The Eagle Cam is officially live as of February4th! The cam feed has been available at for some time now. The official announcement was delayed while we worked on some technical issues. The first egg of the season may happen at any time now. Both eagles are strongly keyed in to the site and spend significant time on the nest, either feeding or arranging nesting material. This pair has a history of laying in late January/early February so we'll keep a sharp eye on the nest.

Some technical notes regarding the cam for this year.

1. There are fewer people available to manipulate the cam.

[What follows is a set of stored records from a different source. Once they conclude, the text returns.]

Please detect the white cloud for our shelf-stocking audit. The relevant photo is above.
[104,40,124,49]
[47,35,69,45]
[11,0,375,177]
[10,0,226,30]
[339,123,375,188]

We will work to ensure that we continue to provide great coverage of the nest, when no one is actively monitoring the cam it will be left in a position that provides the best coverage of events at that time. Keep in mind that this is one of the only cameras that actively follows the action in and around the nest. Doing so requires a great commitment of time.

2. The infrared (nightvision) has previously been controlled by an automated function that allowed it to be turned on/off on a schedule. Due to an apparent software hiccup this automated sequence is not functioning. We are still able to turn the infrared on/off manually and will make every effort to do so in a timely manner. Please be patient - the infrared needs to be turned on/off outside of normal working hours and there are times when a camera operator is simply not available.